Maybe then we go find another psychopath to fill THAT HOLE but it doesn’t work either…in the end, we must FOCUS ON OURSELVES and healing ourselves. Filling that hole with self love and caring. No one else can provide total emotional security. That’s just the way life is. My husband was my “security” but he DIED…he left me alone. Not on purpose of course, he didn’t betray me, but he LEFT ME. My hole opened up and I felt old, alone, lonely, unloved, and PRESTO a psychopath popped up looking for another “respectable wife” to cheat on since the last one had caught him and thrown him out. He picked me and for a SHORT TIME I thought I had found nirvana in a man! Whoopie!!!! But when I realized he still had his harem, and kicked him to the curb, it hurt like heck and I still had to grieve the loss of my husband. Now I am CONTENT without a man in my life. I fill my own need for love and respect. No one can take that away from me and it will be with me until I take MY last breath.
Oxy,
yeah you’re right. I’m working as hard as I can teaching my self how to love my self. Boundaries are so so important. Rule one: learn to set them.
I’ve kept the letter I sent Donna when I first found this site. I just read it again and with all I know now, it’s clear he never ever did love me. In fact he gave a damn. How can a person move in with someone, say I love you’s and all that, for such a long period of time and not mean it? lol, no wonder they can’t keep up the facade. I’m realizing, they will never ever make it, they always slip up and when it does they find another victim. They will never be capable of love. I don’t know wether to laugh or pity them…
Accepting the fact what a spath is and that we were fooled is something that has taken its time. I’m having another aha moment here. Now as I am more grounded, healthy, my self, it’s sinking thoroughly in: He didn’t love me. Ever. It was not because he couldn’t, but he didn’t want to. He never intended to love me, he did not try, he did not fool himself, no nada possible explanation- there are no excuses. He loved power, money and control and he knew it. He knew he could not love another humanbeeing. He knew what he was – NO DOUBT ABOUT IT! Everything said about spaths are so true.

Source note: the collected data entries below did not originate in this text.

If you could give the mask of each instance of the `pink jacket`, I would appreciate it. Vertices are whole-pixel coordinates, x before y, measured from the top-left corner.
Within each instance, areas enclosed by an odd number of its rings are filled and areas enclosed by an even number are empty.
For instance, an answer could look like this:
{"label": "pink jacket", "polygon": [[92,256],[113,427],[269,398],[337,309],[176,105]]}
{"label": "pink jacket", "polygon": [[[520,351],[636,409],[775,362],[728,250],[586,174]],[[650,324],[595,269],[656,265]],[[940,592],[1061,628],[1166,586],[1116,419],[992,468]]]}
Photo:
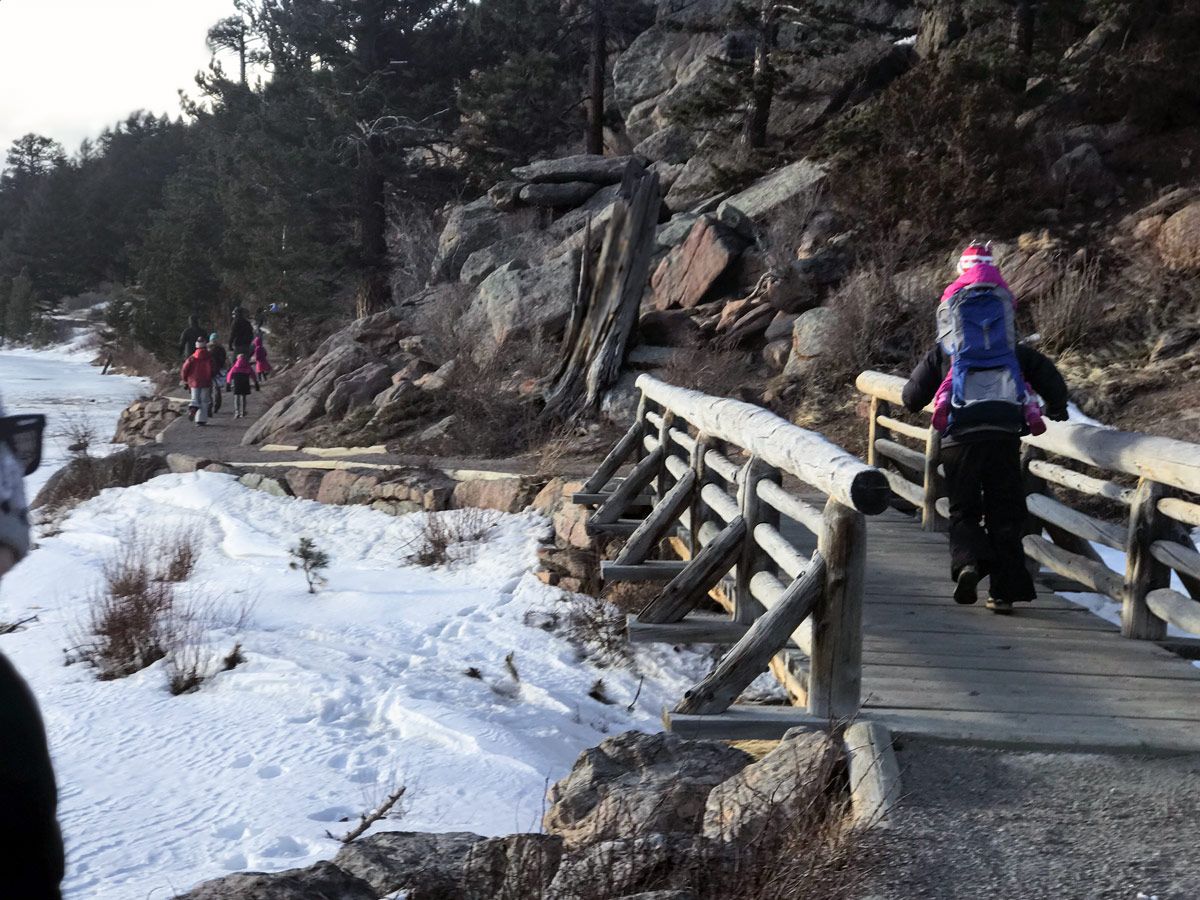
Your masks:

I remember I was so shocked when Donna answered my letter. First of all I didn’t expect it, second she said he was a psychopath. At that time I coulnd’t believe it, but the confirmation was the essential kick in the butt I needed to believe in it. (Donna : Thank you so much for responding to my letter!!!!) I feel relief that it’s over. I’m glad he’s gone out of my life. I will stop beating my self up with guilt, because no matter what I did, he would have done the same. I reacted with emotions, he did not. There was no match there no matter how much I tried. The cycle of codependancy becomes clearer. He was a FAKE becomes clearer. It becomes clear…….. it wasn’t me.
Even though with my wounds of earlier trauma I tried my best to love with the knowledge I had, I tried my best to make things right- even if I fooled my self into believing it was love. I was wrong, I was mistaken, but I am capable of love. I am human. So with this, I’m writing a good bye post to my cog/diss. Bye bye cog/diss, you can not keep me trapped in the past no more. Bye bye spathie, you are out of my life. I am glad you discarded me. It was the nicest thing you could have done to me. You were truly the best thing I never had.
http://www.youtube.com/watch?v=aNzCDt2eidg
Edit: Letter=e-mail.
Sunflower:
Thank you for making me realize something…no wonder all the relationships the spath had (except his marriage) were so short lived. It makes sense now…he could only keep up the facade for so long…when it started cracking, he ran.